Es gibt drei Wege, einen Anruf abzugeben. Jeder hat seinen Platz, je nachdem worum es geht und wie es sich anfühlen soll.

Wer ruft anWie es läuftVorteilGrenze
Freund oder Familie Du bittest jemanden aus deinem Umfeld, kurz für dich anzurufen. Kostet nichts, schnell zur Hand Du musst den Grund erklären, und es ist nicht immer jemand verfügbar
Bevollmächtigte Person Jemand mit einer Vollmacht regelt Dinge dauerhaft für dich, etwa bei längerer Krankheit. Auch für sensiblere Anliegen möglich Aufwand mit Schriftform, eher für Dauerfälle gedacht
Ein Anrufservice Du gibst den Anruf an einen Dienst ab, der in deinem Namen telefoniert und das Ergebnis zurückmeldet.
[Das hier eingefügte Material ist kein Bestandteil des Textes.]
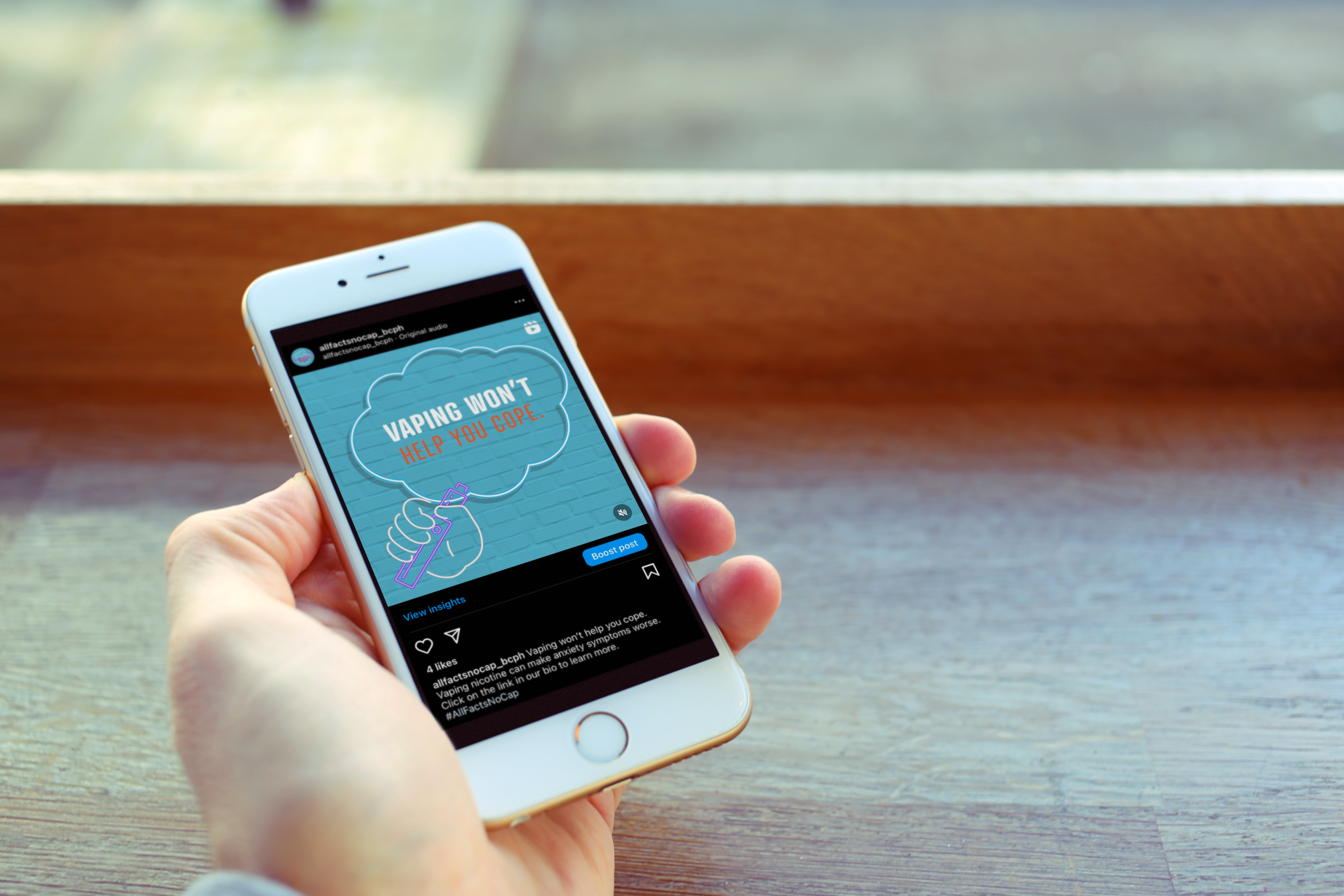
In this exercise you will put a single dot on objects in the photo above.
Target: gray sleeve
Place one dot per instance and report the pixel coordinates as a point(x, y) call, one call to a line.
point(232, 883)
Diskret, ohne Erklärung, wann du willst Behörden und rechtliche Beratung gehören nicht dazu

Der dritte Weg ist genau das, was ich mache. Der Unterschied zum Freund ist nicht der Anruf selbst, sondern dass du niemandem etwas erklären musst und dich auf nichts verlassen musst, was gerade keine Zeit hat.
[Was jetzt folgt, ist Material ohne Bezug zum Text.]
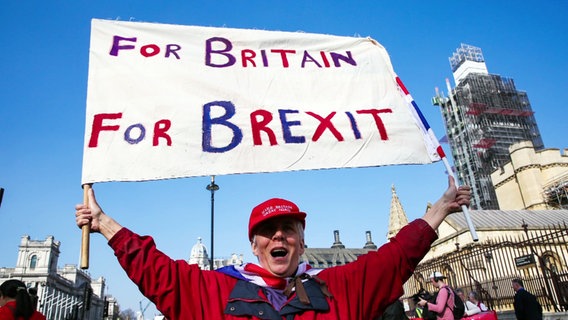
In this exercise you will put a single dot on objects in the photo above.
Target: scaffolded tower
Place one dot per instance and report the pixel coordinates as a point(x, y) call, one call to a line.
point(484, 114)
Wie ein Anruf in deinem Namen abläuft

Der Ablauf ist einfacher, als die meisten denken. Du gibst weiter, wen anzurufen ist und was geklärt werden soll. Also die Nummer oder die Stelle, dein Anliegen in einem Satz, und die Daten, die im Gespräch gebraucht werden könnten, etwa ein Geburtsdatum oder eine Kundennummer.
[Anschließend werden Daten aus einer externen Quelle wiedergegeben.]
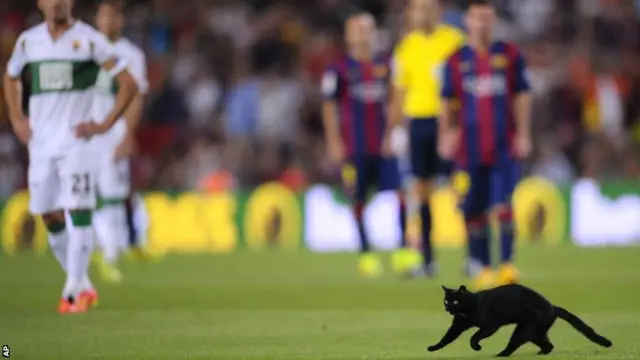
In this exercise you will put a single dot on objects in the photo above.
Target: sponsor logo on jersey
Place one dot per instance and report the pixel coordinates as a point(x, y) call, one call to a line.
point(372, 91)
point(380, 71)
point(499, 61)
Dann wird in deinem Namen angerufen. Wer für dich telefoniert, gibt offen an, dass er in deinem Auftrag anruft. Es geht nicht darum, sich als du auszugeben, sondern dein Anliegen zu klären. Danach bekommst du eine kurze Rückmeldung, was rausgekommen ist. Eine Aufgabe weniger im Kopf.

Was die beauftragte Person wirklich braucht, ist überschaubar. Wen sie anrufen soll, was das Ziel ist, und ein paar Eckdaten für den Fall, dass im Gespräch danach gefragt wird. Du musst kein Skript schreiben und keine Sätze vorformulieren. Diese Arbeit nimmt dir der Anruf ab. Und wenn im Gespräch eine Rückfrage kommt, die nur du beantworten kannst, bekommst du sie weitergereicht, statt dass irgendetwas auf gut Glück entschieden wird.

„Ich hab den Anruf drei Wochen vor mir hergeschoben. Abgegeben, und zwei Stunden später war er erledigt. Ich hab gar nicht gemerkt, wie viel Platz das im Kopf freimacht."

Was sich gut abgeben lässt und was nicht

Gut abgeben lassen sich die ganz normalen Anrufe, die im Alltag liegenbleiben. Arzttermine absagen oder verschieben, eine Krankmeldung durchgeben, eine Reklamation stellen, einen Vertrag kündigen oder eine unbekannte Nummer zurückrufen. Solche Standardanrufe sind der Kern.

Nicht abgeben lassen sich Dinge, die deine persönliche Entscheidung im Moment des Gesprächs brauchen, sowie alles, was rechtliche oder finanzielle Beratung ist. Auch Behördenanrufe gehören nicht dazu. Ein guter Dienst sagt dir das ehrlich vorher, statt etwas zu versprechen, das er nicht halten kann.

Warum es kein Aufgeben ist

Die größte Hürde ist selten der Anruf. Es ist dieser eine Satz im Kopf: Das sollte ich doch selbst können. Er klingt vernünftig und ist trotzdem die Falle. Niemand käme auf die Idee, sich schuldig zu fühlen, weil er die Steuer abgibt oder das Auto in die Werkstatt bringt.

Einen Anruf abzugeben ist derselbe Gedanke. Du nutzt deine Energie für die Dinge, die nur du tun kannst, und gibst das ab, was dich überproportional viel kostet. Das ist kein Zeichen von Schwäche. Das ist ein kluger Umgang mit dem, was du hast. Mehr dazu, warum diese kleinen Anrufe so schwer wiegen, steht in den Artikeln über Telefonangst und soziale Angst im Alltag.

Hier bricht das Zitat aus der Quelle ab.